And before Moppit could disclaim
and assure them that neither he nor Feiza were really bears, though Feiza was
once a pirate and with prim determination still thought himself as one, the
children assailed them, besieging them with triumphant cries, approaching Feiza
with cocked hands and ferocious growls, and waving wooden swords at Moppit.
“’Mon, bear! Tha’s ye fightin’ meh!
We’s gotta have a square go an’ o’!” one child roared, in a tiny voice.
“But only whilst I’m ridin’ ye!”
cried another, attempting to climb Feiza’s back. “Here, let me get on ye!”
“Aye, young-un, mind yerself then,”
said Feiza, righting himself and holding the child away from him, “mind
yerself.
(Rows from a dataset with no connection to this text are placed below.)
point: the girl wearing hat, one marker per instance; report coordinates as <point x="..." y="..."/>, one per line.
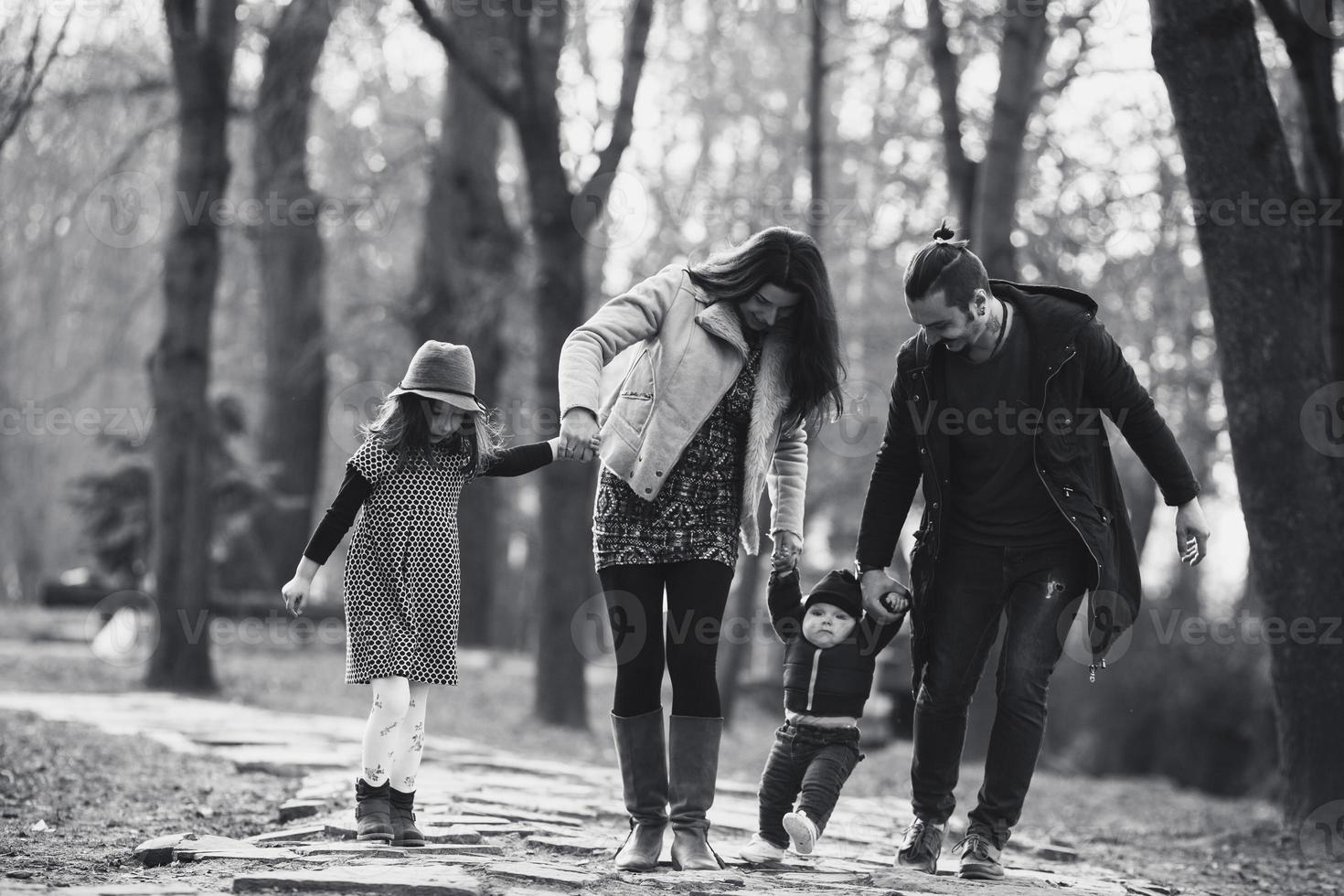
<point x="402" y="575"/>
<point x="738" y="352"/>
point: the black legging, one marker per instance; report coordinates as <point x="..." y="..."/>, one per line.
<point x="697" y="592"/>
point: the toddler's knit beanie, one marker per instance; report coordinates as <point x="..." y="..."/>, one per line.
<point x="840" y="590"/>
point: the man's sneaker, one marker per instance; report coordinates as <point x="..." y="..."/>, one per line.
<point x="921" y="844"/>
<point x="803" y="832"/>
<point x="761" y="850"/>
<point x="978" y="858"/>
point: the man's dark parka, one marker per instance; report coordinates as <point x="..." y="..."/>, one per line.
<point x="1077" y="374"/>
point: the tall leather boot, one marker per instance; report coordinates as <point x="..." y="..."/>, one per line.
<point x="694" y="772"/>
<point x="372" y="810"/>
<point x="641" y="752"/>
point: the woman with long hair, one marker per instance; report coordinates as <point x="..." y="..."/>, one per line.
<point x="740" y="354"/>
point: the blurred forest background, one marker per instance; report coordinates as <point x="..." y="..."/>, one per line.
<point x="489" y="172"/>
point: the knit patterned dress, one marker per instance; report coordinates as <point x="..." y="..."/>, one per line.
<point x="698" y="512"/>
<point x="403" y="581"/>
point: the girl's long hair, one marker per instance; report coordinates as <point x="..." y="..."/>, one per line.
<point x="789" y="260"/>
<point x="400" y="426"/>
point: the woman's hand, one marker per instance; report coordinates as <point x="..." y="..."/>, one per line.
<point x="786" y="549"/>
<point x="1191" y="532"/>
<point x="296" y="592"/>
<point x="580" y="437"/>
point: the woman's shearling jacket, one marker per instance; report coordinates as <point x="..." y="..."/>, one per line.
<point x="694" y="349"/>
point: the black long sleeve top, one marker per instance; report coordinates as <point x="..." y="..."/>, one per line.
<point x="355" y="488"/>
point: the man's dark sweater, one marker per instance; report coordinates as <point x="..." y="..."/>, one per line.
<point x="832" y="681"/>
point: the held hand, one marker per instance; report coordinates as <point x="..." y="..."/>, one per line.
<point x="878" y="587"/>
<point x="594" y="446"/>
<point x="578" y="435"/>
<point x="898" y="600"/>
<point x="786" y="549"/>
<point x="294" y="592"/>
<point x="1191" y="532"/>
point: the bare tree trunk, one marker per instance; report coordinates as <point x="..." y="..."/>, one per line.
<point x="816" y="120"/>
<point x="961" y="171"/>
<point x="291" y="255"/>
<point x="560" y="220"/>
<point x="468" y="271"/>
<point x="1026" y="40"/>
<point x="203" y="43"/>
<point x="1312" y="53"/>
<point x="1264" y="293"/>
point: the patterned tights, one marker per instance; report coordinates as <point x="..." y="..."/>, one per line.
<point x="394" y="736"/>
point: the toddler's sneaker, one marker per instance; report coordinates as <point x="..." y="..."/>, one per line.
<point x="978" y="858"/>
<point x="761" y="850"/>
<point x="803" y="832"/>
<point x="921" y="844"/>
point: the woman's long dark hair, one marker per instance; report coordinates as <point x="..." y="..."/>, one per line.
<point x="789" y="260"/>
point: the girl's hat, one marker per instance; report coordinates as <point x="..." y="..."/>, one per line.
<point x="445" y="372"/>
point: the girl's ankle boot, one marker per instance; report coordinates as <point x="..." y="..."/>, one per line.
<point x="372" y="810"/>
<point x="405" y="833"/>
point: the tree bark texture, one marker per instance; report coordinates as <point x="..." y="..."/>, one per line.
<point x="1264" y="294"/>
<point x="816" y="121"/>
<point x="291" y="255"/>
<point x="1310" y="48"/>
<point x="203" y="37"/>
<point x="468" y="269"/>
<point x="1026" y="40"/>
<point x="560" y="222"/>
<point x="961" y="171"/>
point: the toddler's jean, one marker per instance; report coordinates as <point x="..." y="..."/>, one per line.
<point x="809" y="763"/>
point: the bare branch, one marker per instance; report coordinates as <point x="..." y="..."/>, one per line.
<point x="31" y="80"/>
<point x="1312" y="57"/>
<point x="70" y="98"/>
<point x="623" y="123"/>
<point x="499" y="94"/>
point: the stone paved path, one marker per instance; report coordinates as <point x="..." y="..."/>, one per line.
<point x="502" y="824"/>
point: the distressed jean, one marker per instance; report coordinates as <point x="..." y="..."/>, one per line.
<point x="809" y="763"/>
<point x="1040" y="590"/>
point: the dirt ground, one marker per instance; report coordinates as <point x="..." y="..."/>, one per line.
<point x="74" y="802"/>
<point x="100" y="795"/>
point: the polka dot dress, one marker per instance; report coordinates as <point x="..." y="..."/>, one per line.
<point x="402" y="574"/>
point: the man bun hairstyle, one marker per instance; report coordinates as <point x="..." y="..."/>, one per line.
<point x="946" y="265"/>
Us only got the know-how to do the wan thing at the wan time.”
One of the children leapt back and
gasped. “Yer a Glaoustre bear!” the child cried, stabbing a finger at the
bear’s drooping nose. “He’s not an enemy bear! He’s from Glaoustre! Ah heard
him say!”
“Aye, Glaoustre, son,” said the
bear, with half a sigh. “Many’s the year us been gone from Frewyn and still can
rid o’ the cant.”
“Are ye a pirate too, Glaoustre
bear?”
“Aye,
did ye come from that big ship to do bear piratin’ an’ o’?” The child paused
and scrunched his face in deliberation. “What do pirate bears pirate for? Bears
don’t like collectin’ gold.”
“Honey,
probably,” said the bear. “Mostly we go trawlin’ for the salmon.”
“Well,
there’ll be no bear-piratin’ round here!” one of the children demanded, waving
his wooden sword at him.
“Aye,
we’ll no’ let ye take our fishin’s!”
“An’ we’ll no’ let you take our
gold, pirate!” shouted a young boy, who was dancing about Moppit.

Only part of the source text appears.